Ostwald himself passed away from cancer before this biography was ever published; I wonder, following Gould’s death and all the subsequent biographies and documentaries about him that aired if Ostwald felt the challenge of telling another side of the story, if that was his purpose in pursuing this work. If so, he did little to steer us away from the ‘conventional’ understanding of Gould as an eccentric, self-involved genius, but, instead, chose to focus on the effect his behavior had on those he worked with and how, often, that behavior was simply too difficult to endure for long.

There is no question that Gould’s character required sacrifices (usually on the part of others) in order to maintain any sort of connection; in his reach for perfection, he may have struck a few sour notes with others, but one cannot fault him for trying, for doing the very best of what he could do as only he knew how to do it.
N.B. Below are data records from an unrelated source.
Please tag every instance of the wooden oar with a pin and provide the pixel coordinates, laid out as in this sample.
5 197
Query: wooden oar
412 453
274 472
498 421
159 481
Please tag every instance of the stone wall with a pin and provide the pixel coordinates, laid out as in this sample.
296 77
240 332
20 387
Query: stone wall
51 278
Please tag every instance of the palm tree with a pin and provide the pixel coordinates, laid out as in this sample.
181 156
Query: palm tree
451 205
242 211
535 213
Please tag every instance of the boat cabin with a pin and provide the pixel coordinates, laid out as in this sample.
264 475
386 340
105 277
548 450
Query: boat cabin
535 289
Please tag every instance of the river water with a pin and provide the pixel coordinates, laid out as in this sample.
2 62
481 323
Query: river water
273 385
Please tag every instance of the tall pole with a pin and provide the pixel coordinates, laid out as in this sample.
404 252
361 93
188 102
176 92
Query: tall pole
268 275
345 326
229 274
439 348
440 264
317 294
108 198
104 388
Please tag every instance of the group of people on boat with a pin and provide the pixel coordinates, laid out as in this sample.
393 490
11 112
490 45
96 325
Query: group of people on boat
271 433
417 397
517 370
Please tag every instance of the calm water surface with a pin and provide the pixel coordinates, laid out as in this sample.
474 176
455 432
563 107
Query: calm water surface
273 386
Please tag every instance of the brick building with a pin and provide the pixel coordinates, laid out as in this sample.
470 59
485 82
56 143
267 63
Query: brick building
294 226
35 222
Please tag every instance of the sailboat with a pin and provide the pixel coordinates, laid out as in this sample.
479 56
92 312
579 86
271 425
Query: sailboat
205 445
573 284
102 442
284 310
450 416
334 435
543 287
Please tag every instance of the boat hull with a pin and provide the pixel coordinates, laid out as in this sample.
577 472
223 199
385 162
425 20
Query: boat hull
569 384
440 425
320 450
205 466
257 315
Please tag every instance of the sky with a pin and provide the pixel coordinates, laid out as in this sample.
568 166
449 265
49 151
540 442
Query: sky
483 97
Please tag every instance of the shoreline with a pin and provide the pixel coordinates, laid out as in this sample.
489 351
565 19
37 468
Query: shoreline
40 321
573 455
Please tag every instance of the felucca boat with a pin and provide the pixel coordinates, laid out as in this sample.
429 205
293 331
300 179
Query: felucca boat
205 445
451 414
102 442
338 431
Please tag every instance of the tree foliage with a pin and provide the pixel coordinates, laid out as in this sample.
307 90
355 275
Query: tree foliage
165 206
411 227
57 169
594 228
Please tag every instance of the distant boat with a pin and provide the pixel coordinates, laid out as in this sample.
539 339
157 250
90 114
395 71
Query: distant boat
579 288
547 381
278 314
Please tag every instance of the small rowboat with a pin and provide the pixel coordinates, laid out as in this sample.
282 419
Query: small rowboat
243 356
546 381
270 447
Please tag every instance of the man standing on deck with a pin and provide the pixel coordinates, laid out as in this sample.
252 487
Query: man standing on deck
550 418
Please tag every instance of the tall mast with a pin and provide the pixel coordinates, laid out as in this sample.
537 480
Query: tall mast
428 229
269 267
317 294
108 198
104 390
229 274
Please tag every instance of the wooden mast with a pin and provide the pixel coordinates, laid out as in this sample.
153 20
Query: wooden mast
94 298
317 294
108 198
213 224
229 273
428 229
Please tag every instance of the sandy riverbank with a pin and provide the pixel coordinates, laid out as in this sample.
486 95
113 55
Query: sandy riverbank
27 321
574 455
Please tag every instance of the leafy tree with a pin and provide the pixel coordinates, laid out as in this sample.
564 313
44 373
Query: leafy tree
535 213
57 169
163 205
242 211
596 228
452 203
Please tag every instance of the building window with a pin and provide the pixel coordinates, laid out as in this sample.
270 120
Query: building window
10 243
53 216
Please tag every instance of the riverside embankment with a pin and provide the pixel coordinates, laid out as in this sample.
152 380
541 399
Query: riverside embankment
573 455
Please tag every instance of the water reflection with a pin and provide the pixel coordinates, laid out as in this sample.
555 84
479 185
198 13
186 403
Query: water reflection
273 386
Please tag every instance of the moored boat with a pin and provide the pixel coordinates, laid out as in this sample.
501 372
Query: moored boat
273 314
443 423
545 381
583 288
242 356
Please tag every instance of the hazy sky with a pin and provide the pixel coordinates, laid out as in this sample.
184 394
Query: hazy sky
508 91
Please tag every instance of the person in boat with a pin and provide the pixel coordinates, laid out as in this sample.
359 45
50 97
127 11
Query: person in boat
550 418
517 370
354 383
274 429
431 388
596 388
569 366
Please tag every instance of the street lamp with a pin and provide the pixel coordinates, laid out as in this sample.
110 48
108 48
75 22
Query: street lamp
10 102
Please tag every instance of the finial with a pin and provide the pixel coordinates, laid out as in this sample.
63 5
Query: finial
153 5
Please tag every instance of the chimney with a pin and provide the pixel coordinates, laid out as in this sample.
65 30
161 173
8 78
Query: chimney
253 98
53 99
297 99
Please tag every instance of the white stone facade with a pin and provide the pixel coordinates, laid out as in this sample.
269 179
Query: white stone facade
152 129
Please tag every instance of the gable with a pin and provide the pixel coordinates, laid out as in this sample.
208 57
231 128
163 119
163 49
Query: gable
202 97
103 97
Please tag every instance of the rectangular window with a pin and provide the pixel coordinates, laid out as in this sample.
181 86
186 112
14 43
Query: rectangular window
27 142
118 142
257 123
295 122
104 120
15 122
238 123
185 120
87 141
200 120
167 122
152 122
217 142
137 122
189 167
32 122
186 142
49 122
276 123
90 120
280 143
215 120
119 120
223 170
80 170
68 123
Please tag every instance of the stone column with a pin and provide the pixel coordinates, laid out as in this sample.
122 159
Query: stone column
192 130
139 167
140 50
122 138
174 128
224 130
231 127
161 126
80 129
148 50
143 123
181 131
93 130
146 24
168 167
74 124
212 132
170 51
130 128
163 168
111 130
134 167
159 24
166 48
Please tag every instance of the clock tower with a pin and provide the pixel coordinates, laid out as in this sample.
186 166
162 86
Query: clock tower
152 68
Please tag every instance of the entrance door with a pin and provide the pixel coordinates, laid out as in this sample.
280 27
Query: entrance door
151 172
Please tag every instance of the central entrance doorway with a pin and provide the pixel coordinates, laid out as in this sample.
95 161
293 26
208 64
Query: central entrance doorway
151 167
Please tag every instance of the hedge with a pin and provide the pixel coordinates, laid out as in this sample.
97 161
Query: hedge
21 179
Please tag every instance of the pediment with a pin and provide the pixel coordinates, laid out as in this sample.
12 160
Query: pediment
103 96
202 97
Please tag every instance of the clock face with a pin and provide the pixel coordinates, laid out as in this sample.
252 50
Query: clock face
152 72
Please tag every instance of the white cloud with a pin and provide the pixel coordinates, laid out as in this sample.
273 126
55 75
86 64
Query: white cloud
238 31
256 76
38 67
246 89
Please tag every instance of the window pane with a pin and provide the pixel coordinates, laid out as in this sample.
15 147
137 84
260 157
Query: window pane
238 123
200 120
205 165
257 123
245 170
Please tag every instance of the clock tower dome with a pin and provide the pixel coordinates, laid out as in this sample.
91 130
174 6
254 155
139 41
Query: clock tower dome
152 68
He was a man who lived by his own rules, his own order and while many of his idiosyncrasies fall in line with an Asperger’s patient, he was always concerned with communication and devoted himself to explore the limits of communication, ironically, to the exclusion of those who were closest to him. For any reason, this alone explains why Gould matters, still. He set a standard that no one who has come after has ever reached.